Simulation of a Typical Wolter-I X-ray Telescope Using the Geant4 Toolkit

Wolter-I is the most common optics in X-ray telescopes. In addition to using high-reflectivity mirrors, it is necessary to use more than a single Wolter-I shell and an appropriate number of shells in a telescope structure to collect the highest number of photons at the detector position. By considering various parameters such as the weight of the telescope, the desired wavelength range, and the available technology, the proper number of Wolter-I shells and their specifications can be determined. In the present work, using our Geant4-based X-ray telescope simulation application, we have simulated an X-ray telescope with 58 shells similar to XMM-Newton telescope.
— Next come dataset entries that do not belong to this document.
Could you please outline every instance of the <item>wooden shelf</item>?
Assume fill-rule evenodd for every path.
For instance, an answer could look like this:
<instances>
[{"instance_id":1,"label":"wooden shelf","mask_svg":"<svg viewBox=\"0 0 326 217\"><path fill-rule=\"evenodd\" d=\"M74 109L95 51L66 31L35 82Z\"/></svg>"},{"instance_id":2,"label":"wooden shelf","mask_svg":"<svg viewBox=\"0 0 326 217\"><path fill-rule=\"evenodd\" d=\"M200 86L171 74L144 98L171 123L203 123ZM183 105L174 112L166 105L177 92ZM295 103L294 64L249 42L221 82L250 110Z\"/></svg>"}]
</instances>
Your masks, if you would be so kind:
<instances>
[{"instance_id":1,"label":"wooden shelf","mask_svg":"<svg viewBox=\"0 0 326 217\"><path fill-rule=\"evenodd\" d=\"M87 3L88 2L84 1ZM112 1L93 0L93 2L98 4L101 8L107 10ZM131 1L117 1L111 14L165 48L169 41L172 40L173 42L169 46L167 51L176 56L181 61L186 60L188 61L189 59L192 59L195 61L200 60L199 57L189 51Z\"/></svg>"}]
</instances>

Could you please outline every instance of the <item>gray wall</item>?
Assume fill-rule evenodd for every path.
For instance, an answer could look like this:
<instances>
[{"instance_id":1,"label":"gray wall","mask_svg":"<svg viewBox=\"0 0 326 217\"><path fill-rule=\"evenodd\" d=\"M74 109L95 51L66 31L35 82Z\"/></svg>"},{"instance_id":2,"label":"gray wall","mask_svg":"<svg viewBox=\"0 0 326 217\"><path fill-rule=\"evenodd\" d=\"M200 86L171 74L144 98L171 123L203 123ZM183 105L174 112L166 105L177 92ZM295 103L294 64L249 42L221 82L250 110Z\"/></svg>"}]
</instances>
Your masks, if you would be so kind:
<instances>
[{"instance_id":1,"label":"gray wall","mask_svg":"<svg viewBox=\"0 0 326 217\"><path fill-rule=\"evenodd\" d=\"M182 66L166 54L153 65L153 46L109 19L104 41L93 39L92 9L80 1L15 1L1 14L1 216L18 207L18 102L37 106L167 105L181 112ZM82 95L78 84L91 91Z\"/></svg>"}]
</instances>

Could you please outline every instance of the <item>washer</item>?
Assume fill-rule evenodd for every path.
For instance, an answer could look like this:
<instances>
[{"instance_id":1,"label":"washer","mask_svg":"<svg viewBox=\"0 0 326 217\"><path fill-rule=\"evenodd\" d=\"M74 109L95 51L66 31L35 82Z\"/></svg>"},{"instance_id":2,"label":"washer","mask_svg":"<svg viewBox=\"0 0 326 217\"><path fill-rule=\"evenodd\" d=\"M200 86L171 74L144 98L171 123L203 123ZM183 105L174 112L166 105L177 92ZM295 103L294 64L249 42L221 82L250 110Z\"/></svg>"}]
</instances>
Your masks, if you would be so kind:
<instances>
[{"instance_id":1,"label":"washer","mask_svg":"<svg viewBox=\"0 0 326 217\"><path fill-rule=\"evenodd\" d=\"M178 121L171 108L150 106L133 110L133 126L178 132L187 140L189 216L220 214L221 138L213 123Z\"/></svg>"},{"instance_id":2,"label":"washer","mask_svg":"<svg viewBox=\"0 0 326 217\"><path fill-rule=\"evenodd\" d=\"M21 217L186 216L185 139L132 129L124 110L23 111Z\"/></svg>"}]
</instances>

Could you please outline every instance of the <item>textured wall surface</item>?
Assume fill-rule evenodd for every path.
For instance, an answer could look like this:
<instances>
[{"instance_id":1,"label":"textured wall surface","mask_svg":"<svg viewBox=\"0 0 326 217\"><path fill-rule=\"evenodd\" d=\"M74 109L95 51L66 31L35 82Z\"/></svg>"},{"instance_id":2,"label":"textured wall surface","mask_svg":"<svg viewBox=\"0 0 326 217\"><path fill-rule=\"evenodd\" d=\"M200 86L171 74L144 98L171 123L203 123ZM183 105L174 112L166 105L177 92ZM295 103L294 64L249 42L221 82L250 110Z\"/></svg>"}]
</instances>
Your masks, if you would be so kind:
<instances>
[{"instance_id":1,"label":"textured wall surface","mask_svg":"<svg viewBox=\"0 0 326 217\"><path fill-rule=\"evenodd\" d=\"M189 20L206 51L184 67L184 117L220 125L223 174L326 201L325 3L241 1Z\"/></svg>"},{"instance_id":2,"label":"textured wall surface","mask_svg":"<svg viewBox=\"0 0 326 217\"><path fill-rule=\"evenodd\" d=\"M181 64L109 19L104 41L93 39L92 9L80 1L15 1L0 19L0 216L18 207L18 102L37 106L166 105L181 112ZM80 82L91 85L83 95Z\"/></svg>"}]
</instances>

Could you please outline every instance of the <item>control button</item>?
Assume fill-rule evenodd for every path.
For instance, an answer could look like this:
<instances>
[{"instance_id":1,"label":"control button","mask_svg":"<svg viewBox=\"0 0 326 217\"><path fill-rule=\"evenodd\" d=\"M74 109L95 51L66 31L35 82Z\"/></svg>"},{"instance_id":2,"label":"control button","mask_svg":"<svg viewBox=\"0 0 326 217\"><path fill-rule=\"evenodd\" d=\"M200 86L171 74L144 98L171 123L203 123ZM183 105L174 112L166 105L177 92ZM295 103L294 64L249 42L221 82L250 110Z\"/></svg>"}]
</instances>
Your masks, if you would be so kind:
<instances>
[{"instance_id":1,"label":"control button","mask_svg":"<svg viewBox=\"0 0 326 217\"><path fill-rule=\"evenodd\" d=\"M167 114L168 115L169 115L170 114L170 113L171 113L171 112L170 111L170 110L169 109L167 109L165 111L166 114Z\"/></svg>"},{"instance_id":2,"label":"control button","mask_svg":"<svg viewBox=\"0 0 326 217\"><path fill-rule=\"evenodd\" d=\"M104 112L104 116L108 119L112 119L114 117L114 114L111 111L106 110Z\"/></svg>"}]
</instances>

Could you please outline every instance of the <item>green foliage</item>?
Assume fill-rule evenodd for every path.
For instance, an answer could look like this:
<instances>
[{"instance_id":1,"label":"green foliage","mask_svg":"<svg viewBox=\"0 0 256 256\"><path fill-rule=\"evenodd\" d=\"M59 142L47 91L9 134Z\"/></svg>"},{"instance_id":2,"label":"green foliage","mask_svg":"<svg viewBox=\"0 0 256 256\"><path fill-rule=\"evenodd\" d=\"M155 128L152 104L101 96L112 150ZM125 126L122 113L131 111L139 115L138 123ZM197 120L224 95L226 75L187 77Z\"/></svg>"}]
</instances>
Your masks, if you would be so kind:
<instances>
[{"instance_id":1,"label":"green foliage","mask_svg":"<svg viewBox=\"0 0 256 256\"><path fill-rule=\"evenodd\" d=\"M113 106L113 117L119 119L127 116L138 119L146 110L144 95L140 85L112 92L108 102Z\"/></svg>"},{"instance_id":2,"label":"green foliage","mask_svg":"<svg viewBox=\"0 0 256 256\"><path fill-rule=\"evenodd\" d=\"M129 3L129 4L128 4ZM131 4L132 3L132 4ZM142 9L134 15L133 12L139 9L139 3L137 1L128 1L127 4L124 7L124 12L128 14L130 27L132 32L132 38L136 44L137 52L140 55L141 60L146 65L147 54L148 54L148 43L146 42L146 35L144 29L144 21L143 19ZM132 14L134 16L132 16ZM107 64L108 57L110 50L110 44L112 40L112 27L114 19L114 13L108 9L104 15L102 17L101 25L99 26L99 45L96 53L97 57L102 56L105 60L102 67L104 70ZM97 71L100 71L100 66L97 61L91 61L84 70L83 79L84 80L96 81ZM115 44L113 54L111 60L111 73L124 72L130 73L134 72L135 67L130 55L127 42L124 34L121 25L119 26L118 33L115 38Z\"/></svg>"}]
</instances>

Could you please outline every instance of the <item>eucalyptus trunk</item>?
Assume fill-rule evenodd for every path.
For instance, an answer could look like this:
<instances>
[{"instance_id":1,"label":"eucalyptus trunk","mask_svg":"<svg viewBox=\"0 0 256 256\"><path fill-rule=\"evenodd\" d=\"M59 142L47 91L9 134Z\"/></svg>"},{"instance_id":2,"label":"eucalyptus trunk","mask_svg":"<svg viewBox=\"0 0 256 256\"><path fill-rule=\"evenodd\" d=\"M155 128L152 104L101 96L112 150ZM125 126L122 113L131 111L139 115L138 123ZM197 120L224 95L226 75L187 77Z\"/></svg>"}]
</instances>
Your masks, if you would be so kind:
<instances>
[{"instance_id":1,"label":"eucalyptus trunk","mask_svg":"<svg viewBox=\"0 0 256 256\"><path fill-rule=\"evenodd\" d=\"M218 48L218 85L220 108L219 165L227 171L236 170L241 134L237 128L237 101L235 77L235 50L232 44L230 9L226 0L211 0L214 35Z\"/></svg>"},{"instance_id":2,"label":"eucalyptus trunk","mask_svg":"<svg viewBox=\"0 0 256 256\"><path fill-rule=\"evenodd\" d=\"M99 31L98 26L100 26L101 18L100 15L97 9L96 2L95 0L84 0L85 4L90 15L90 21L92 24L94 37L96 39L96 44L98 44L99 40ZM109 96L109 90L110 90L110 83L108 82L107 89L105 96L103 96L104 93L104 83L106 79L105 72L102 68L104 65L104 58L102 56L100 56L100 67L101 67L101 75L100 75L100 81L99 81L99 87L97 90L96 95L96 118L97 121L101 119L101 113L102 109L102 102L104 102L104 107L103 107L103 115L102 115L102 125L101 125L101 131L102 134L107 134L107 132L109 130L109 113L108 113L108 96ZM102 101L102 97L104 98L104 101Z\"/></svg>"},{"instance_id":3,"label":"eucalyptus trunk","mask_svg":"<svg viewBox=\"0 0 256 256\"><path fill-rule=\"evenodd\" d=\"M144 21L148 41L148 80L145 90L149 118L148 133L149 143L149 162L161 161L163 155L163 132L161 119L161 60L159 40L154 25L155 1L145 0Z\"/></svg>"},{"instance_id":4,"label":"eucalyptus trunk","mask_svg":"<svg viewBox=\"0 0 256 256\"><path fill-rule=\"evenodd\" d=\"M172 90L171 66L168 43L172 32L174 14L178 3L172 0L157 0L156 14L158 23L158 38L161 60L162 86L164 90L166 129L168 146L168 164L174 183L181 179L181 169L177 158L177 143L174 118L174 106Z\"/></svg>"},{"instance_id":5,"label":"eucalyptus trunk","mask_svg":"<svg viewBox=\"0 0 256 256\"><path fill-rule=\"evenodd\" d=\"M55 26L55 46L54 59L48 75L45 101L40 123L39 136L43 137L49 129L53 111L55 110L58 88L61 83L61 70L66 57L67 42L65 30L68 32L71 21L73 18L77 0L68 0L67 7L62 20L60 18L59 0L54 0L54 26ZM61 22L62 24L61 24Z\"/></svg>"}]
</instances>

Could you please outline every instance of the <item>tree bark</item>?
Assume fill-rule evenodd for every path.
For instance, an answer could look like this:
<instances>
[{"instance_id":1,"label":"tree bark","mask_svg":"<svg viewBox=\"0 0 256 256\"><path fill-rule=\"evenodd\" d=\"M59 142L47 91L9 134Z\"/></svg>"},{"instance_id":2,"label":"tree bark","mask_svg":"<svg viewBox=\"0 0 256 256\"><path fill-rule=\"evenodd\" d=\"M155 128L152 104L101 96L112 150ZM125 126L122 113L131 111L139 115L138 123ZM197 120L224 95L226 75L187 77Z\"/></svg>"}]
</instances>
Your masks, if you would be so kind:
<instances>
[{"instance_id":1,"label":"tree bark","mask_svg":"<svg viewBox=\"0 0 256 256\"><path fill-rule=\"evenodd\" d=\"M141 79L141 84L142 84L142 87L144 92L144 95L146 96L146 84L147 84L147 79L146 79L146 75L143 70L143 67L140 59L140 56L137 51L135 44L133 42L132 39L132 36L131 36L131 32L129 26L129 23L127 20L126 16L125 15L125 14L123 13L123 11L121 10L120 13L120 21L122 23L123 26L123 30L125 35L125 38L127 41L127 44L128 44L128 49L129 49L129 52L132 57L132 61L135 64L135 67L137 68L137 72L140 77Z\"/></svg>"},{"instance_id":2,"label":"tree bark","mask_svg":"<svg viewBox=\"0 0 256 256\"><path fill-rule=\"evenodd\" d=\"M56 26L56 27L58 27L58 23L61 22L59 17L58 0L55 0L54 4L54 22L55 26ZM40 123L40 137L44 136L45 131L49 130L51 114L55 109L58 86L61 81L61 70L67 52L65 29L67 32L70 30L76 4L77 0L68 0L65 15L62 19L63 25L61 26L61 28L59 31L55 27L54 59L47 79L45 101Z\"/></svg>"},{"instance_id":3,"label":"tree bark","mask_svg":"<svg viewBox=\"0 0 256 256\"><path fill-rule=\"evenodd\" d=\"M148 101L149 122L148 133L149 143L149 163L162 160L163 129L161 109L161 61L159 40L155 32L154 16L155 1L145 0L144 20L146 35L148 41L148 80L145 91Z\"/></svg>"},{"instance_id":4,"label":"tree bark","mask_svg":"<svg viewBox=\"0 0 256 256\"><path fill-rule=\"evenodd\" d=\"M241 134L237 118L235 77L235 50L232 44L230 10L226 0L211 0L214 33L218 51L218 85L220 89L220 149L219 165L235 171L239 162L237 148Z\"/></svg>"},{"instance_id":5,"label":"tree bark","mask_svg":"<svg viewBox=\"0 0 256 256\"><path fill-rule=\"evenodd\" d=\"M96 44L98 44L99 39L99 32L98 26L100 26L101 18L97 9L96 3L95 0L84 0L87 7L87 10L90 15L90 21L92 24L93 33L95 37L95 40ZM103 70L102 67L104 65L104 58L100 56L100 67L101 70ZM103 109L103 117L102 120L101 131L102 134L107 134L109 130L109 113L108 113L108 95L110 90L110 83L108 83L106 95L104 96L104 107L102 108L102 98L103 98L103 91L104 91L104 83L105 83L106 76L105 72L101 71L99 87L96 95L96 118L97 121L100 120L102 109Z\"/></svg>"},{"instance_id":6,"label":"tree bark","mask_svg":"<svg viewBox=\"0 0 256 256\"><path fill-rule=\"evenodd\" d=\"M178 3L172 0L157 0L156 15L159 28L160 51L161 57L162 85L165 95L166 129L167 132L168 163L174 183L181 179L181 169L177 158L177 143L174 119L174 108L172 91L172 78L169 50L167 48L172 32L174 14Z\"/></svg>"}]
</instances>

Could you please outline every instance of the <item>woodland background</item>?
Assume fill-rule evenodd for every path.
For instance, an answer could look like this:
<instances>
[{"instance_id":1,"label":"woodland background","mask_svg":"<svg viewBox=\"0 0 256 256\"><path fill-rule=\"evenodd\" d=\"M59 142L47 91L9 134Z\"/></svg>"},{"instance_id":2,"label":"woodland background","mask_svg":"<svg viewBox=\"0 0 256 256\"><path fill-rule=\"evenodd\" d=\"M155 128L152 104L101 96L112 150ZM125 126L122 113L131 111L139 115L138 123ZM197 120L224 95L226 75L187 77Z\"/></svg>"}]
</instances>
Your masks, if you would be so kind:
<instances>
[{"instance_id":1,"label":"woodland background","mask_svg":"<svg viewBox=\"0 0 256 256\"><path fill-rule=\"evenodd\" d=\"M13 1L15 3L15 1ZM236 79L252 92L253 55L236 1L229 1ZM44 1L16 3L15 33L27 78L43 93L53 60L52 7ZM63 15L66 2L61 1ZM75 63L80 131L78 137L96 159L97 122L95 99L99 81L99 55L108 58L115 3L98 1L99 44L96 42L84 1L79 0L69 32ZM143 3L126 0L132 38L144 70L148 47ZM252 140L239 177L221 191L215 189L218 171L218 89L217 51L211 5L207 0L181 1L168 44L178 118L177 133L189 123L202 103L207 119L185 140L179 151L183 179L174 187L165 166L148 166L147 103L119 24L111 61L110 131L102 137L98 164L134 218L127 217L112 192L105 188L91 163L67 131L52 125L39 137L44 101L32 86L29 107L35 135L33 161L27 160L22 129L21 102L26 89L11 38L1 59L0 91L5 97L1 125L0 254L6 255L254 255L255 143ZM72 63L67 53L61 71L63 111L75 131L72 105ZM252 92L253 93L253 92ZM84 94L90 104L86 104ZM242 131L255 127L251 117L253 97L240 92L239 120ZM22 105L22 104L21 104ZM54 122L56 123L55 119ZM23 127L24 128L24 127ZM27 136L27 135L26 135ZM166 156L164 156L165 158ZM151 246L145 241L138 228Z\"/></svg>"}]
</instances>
Based on the characteristics of XMM-Newton telescope, we developed a set of procedures to define the properties of the shells and constructed them in the application. The performance of the simulated telescope in collecting specified X-rays has been investigated. We executed the application at five energies, including 1, 2, 3, 4, and 5 keV. These energies are in the energy range in which XMM-Newton mirrors are most efficient. We also investigated the telescope's performance for some widely used materials as the surface of mirrors with a thickness of one nanometer. The simulation results confirmed that the presence of more shells with different radii increases the telescope's ability to collect photons over a broader range of energy. Also, the simulated telescope performed better for shells with smaller radii for every material and in all the energies.